In recent years, the Chilean Catholic Church has been rocked by a sex scandal regarding the alleged coverup of Karadima's actions by church leadership.

Bishop Juan Barros of the Diocese of Osorno in Chile has been accused of covering up the abuses of Karadima. Initially, Francis supported Bishop Barros, claiming that he was innocent of any wrongdoing.

However, by the end of January, Francis changed his mind about the situation and appointed Archbishop Charles Scicluna, an experienced and respected Vatican investigator of clergy sexual abuse, to investigate the claims against Barros.

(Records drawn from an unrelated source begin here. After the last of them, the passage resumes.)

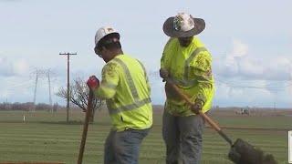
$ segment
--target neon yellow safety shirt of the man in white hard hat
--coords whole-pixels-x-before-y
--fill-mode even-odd
[[[146,70],[128,55],[114,57],[102,68],[102,80],[95,90],[105,98],[113,128],[145,129],[152,125],[151,87]]]

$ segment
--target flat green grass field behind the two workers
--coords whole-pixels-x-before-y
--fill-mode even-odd
[[[23,114],[26,122],[23,123]],[[292,118],[276,117],[212,117],[226,127],[291,128]],[[5,161],[63,161],[77,163],[84,113],[70,113],[70,125],[65,123],[66,113],[24,113],[0,110],[0,163]],[[154,114],[150,135],[141,146],[140,163],[164,163],[165,148],[162,140],[162,114]],[[106,112],[97,112],[95,123],[89,126],[84,154],[85,164],[102,163],[103,144],[110,130]],[[244,138],[252,145],[272,153],[279,164],[287,163],[287,130],[224,129],[231,138]],[[203,135],[203,159],[205,164],[229,164],[226,155],[229,146],[211,128]]]

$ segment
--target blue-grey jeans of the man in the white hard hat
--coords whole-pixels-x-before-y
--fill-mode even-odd
[[[141,141],[149,130],[110,131],[104,145],[104,164],[138,164]]]

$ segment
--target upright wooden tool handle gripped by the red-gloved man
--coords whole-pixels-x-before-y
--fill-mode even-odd
[[[83,125],[83,133],[82,133],[82,138],[81,138],[81,143],[80,143],[80,148],[79,148],[79,155],[78,155],[78,164],[82,164],[86,138],[88,136],[89,117],[92,113],[92,101],[93,101],[93,92],[91,89],[89,89],[88,109],[86,111],[85,122]]]

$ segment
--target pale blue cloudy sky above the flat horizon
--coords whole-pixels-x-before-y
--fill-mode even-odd
[[[158,75],[162,31],[170,16],[203,18],[198,35],[213,56],[214,106],[290,108],[292,105],[292,1],[94,1],[0,0],[0,102],[33,101],[36,69],[50,70],[53,102],[71,80],[100,77],[104,62],[93,51],[101,26],[120,32],[123,51],[145,65],[153,104],[165,94]],[[48,79],[40,76],[36,102],[48,103]]]

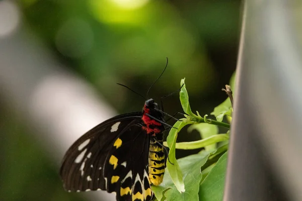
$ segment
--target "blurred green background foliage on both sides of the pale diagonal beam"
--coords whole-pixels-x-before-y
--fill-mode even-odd
[[[209,114],[226,98],[221,88],[236,67],[240,1],[20,0],[15,4],[22,26],[66,70],[93,84],[118,113],[140,111],[144,100],[116,82],[144,95],[165,67],[166,57],[168,68],[150,97],[159,101],[186,77],[193,111]],[[81,193],[63,190],[57,162],[31,134],[31,125],[16,118],[2,101],[6,93],[4,86],[1,89],[0,200],[85,200]],[[178,94],[166,98],[164,106],[169,114],[182,112]],[[179,138],[197,139],[197,133]]]

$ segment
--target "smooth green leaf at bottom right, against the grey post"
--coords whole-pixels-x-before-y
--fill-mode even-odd
[[[221,201],[223,198],[224,179],[226,171],[226,159],[228,152],[225,152],[211,169],[199,188],[199,200]]]

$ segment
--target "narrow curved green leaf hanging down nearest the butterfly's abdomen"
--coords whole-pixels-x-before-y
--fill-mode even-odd
[[[178,162],[175,157],[175,144],[178,136],[178,132],[186,125],[192,124],[193,122],[187,122],[187,119],[181,119],[182,121],[178,121],[174,124],[173,127],[178,128],[174,129],[172,128],[169,132],[169,135],[167,137],[167,144],[168,147],[170,148],[168,157],[169,160],[167,161],[167,169],[169,170],[169,173],[171,175],[171,178],[173,180],[173,183],[175,184],[176,188],[178,189],[179,192],[184,192],[185,191],[185,185],[183,181],[183,174],[180,170],[180,167],[178,165]]]

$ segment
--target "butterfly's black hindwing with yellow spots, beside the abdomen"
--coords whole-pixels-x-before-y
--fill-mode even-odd
[[[115,140],[104,166],[108,192],[117,200],[151,200],[148,178],[150,135],[135,124],[129,125]]]

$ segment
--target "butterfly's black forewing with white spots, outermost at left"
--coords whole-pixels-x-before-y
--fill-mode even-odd
[[[141,112],[136,112],[116,116],[75,141],[67,150],[60,169],[64,188],[68,191],[105,190],[103,168],[107,155],[118,136],[127,131],[126,128],[139,124],[141,115]]]

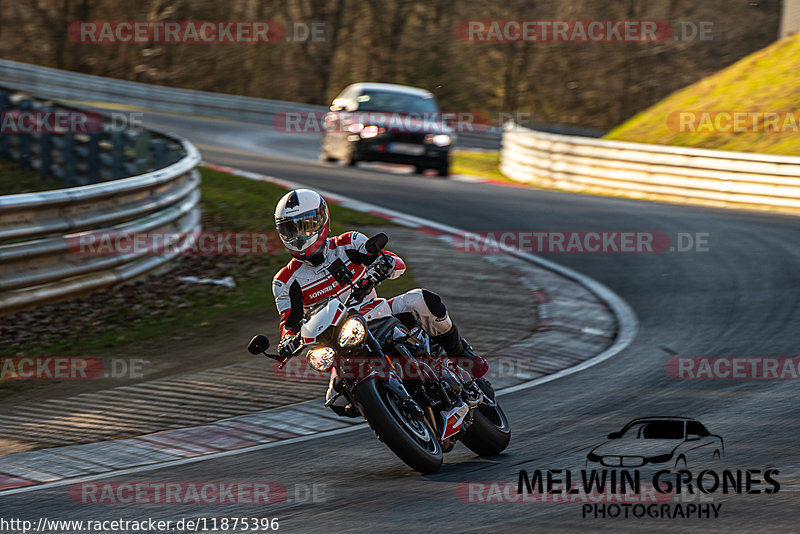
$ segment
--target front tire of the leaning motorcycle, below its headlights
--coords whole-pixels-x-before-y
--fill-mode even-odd
[[[365,380],[354,391],[364,418],[378,437],[409,467],[422,474],[442,467],[442,447],[430,425],[407,417],[400,399],[383,382]]]

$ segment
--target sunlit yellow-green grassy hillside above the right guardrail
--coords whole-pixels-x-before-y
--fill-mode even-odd
[[[673,93],[606,139],[800,155],[800,35]]]

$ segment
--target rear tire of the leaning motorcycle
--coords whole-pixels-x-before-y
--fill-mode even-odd
[[[483,391],[484,400],[473,410],[472,425],[464,433],[461,443],[479,456],[496,456],[511,441],[511,424],[486,380],[479,378],[475,383]]]

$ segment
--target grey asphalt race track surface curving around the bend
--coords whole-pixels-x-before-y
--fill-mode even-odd
[[[84,520],[278,517],[280,529],[287,532],[800,530],[795,522],[800,512],[799,383],[673,380],[665,369],[674,355],[800,356],[800,219],[340,168],[315,160],[318,145],[312,136],[151,113],[145,122],[195,141],[206,161],[317,186],[458,228],[708,233],[710,251],[547,255],[625,299],[638,317],[639,332],[622,353],[589,370],[503,397],[513,438],[500,457],[477,458],[459,445],[446,455],[441,472],[419,476],[368,429],[361,429],[108,479],[275,481],[288,489],[288,499],[274,505],[79,505],[63,486],[2,497],[0,516],[34,522],[43,515]],[[264,216],[271,217],[272,209],[264,206]],[[579,470],[588,450],[607,433],[633,418],[658,415],[697,418],[725,439],[719,469],[778,469],[780,491],[715,493],[714,504],[722,504],[717,519],[592,519],[582,517],[581,504],[459,499],[457,489],[464,482],[516,482],[520,469]],[[689,469],[695,466],[701,469],[702,462]],[[304,494],[303,488],[313,484],[324,487],[324,500],[296,498],[295,487]]]

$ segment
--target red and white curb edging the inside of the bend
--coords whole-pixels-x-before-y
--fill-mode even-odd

In April, Francis announced that he would hold a convocation with Chile's bishops in Rome regarding the sex abuse scandal.

I have thought of this meeting as a fraternal moment, without prejudices or pre-conceived ideas, with the sole objective of having the truth in our lives shine," wrote Francis, as translated by the Catholic news site Zenit.

Francis also acknowledged that there were "serious mistakes" on his part regarding the "assessment and perception of the situation, especially because of a lack of truthful and balanced information."

In response, all 34 of Chile's bishops offered their resignations over the handling of the scandal. Ultimately, three of these resignations were accepted.

Earlier this year, Juan Carlos Cruz, the key witness in the sex abuse scandal, gave "eye opening" testimony to a papally mandated investigator and hoped it would lead to the truth.

Cruz met in a church on Manhattan's Upper West Side for about four hours with Scicluna, one of the most experienced and respected Vatican investigators of clergy sexual abuse.

"It's been a good experience and I leave here very hopeful today," he told reporters afterwards. "I feel that I was heard ... it was very intense and very detailed and very, sometimes, eye-opening for them."

"Hopefully it will lead to good things," he said.